As a Canadian shopper, the abuse of these shipping depots is a bit concerning
to me, as I've used one of the depots mentioned in the post. These are such
high volume shipping locations (to so many different addressees), I'm sure
Amazon has shipped tonnes of orders to these locations and I'm wondering if
they've investigated them before? These centers are very easy targets for
abuse and I know Nike keeps a database of these addresses and blacklist them.

I'm not sure if they do it to prevent grey market exports or fraud, but (from
a consumer perspective), I hope Amazon doesn't go this route.

------
munger
Thanks to Chris Cardinal for taking the time to write this up! I think it's
important to be aware of current fraud like this since a lot of HN readers are
probably also amazon customers (as I am myself).
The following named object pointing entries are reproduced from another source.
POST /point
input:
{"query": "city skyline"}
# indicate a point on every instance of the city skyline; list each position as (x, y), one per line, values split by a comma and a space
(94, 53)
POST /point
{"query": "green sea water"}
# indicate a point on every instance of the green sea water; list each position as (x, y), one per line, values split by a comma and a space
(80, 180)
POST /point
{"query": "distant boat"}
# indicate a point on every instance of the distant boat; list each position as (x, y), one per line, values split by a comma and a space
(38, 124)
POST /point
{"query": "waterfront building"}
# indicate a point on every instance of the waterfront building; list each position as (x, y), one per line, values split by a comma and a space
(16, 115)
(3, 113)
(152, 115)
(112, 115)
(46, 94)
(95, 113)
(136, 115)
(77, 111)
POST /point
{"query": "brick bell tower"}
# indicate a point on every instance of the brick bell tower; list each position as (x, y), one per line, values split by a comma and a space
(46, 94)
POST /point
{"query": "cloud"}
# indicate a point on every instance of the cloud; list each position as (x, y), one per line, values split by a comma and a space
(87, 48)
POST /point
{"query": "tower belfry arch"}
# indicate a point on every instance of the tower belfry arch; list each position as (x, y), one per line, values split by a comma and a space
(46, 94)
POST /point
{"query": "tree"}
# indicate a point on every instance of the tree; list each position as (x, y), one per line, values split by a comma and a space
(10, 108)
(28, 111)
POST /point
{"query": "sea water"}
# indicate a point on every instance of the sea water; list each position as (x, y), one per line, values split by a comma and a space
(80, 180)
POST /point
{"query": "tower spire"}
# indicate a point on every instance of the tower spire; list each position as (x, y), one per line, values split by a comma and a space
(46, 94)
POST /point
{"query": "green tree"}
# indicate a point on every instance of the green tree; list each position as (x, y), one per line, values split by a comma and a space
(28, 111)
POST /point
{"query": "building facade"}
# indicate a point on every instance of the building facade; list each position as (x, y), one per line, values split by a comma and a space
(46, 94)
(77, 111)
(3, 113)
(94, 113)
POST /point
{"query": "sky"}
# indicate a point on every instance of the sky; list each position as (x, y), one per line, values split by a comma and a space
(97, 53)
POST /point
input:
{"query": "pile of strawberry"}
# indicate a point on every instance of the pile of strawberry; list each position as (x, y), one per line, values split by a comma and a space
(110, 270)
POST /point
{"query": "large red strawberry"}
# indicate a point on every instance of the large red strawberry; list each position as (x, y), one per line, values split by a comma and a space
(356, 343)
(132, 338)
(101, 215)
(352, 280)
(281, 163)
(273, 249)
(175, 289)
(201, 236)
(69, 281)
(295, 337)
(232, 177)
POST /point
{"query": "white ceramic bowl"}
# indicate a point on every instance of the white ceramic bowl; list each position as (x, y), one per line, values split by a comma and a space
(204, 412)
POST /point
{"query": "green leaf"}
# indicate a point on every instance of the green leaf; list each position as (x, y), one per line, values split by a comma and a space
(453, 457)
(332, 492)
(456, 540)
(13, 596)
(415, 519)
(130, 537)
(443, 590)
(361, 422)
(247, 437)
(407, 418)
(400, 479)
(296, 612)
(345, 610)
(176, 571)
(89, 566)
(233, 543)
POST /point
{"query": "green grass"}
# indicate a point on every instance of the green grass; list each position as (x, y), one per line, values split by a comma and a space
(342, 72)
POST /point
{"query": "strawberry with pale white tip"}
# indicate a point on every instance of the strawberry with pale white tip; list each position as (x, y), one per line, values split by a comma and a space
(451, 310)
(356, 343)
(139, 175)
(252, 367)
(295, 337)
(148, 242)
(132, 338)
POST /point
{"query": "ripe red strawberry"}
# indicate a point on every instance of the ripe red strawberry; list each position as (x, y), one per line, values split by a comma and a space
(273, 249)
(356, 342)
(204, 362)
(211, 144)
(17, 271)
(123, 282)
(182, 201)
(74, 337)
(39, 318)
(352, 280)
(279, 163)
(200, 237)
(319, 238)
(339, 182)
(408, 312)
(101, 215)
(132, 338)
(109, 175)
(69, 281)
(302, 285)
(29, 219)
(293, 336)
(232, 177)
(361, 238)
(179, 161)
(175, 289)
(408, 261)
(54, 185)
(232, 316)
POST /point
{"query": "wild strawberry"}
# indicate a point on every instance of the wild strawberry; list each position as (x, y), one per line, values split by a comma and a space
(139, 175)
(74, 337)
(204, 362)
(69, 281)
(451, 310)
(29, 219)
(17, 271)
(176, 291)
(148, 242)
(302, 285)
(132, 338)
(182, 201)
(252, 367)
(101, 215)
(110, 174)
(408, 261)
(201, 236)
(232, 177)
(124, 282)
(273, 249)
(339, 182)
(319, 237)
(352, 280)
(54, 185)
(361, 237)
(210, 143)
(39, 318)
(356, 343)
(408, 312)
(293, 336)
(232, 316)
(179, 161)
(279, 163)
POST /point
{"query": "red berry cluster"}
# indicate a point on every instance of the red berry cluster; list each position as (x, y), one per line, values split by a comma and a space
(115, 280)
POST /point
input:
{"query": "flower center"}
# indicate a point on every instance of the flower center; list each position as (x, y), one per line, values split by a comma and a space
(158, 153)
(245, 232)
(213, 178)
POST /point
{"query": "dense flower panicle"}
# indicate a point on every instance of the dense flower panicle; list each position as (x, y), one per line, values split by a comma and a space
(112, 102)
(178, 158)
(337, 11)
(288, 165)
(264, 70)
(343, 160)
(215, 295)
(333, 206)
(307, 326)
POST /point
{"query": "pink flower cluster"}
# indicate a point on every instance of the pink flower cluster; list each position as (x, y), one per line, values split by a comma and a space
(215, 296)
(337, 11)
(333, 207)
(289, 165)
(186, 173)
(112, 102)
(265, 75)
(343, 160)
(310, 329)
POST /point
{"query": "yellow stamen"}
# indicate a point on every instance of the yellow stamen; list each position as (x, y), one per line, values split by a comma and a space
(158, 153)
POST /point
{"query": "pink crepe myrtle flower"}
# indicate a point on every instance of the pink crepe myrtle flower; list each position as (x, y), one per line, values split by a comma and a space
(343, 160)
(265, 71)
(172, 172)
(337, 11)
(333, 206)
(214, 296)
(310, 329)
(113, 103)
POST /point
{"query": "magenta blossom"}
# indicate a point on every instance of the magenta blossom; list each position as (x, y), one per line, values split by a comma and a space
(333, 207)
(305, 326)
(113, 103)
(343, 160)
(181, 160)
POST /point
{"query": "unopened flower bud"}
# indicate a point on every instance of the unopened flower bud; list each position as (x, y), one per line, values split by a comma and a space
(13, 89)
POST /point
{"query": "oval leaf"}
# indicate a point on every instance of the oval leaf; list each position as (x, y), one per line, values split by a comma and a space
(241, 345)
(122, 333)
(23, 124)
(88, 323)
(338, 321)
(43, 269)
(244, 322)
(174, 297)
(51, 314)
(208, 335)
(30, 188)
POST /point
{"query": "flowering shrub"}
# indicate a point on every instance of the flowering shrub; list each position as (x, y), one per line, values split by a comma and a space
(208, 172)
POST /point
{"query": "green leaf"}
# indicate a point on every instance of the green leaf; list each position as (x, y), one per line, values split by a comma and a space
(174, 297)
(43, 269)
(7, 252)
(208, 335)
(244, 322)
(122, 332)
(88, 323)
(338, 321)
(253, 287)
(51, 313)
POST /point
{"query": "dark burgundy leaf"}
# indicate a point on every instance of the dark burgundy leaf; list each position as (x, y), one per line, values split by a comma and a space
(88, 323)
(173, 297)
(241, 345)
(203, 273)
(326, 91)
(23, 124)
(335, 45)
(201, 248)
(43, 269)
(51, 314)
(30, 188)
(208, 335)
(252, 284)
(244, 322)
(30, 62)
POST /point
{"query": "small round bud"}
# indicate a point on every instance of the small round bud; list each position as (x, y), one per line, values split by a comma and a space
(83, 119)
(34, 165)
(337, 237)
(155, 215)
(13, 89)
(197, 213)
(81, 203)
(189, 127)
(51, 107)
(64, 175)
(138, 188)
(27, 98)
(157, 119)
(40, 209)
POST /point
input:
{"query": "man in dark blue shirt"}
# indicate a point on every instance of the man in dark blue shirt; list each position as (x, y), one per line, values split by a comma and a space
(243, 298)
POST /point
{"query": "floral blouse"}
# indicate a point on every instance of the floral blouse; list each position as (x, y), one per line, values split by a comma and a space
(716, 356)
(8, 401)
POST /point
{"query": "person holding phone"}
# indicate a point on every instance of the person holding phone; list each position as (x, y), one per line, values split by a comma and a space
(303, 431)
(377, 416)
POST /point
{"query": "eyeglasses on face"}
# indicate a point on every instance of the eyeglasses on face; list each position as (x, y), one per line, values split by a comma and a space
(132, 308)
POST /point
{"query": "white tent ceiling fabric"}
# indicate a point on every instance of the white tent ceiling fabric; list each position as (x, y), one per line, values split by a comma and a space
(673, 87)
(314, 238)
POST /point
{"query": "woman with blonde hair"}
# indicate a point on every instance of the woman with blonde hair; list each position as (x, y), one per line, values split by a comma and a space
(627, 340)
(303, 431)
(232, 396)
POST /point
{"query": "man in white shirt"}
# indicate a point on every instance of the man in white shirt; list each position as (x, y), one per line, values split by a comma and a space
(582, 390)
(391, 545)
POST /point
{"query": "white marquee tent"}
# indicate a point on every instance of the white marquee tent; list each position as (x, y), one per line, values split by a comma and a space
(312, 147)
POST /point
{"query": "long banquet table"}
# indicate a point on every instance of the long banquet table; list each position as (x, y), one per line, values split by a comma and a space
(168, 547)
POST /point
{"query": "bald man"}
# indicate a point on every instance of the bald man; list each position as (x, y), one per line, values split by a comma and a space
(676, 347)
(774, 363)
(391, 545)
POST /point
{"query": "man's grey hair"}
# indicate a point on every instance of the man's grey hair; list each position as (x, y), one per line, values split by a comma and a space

Also interesting to know about gmail "dot blindness" - kind of like "plus
addressing" you could use it to track who adds you to spam lists, by giving
out different versions of your gmail address to different vendors (not that
most people have time for that - I've never done this).

Plus addressing looks like this: myusername+whatever@gmail.com sends to
myusername@gmail.com, but some site's email regex check do not allow this, so
dot addressing could be used instead.

------
disillusioned
I will say this, since it's somewhat amusing, but it's the first time I've
been scammed for negative $43 dollars. I wonder if the scammer figured that he
could get me some hush money and hoped I'd let the rest slide?

------
brechin
Amazon actually distinguishes between accounts with the SAME email address but
different passwords. I don't know of any other site that uses email as an
account identifier and lets multiple people use the same one.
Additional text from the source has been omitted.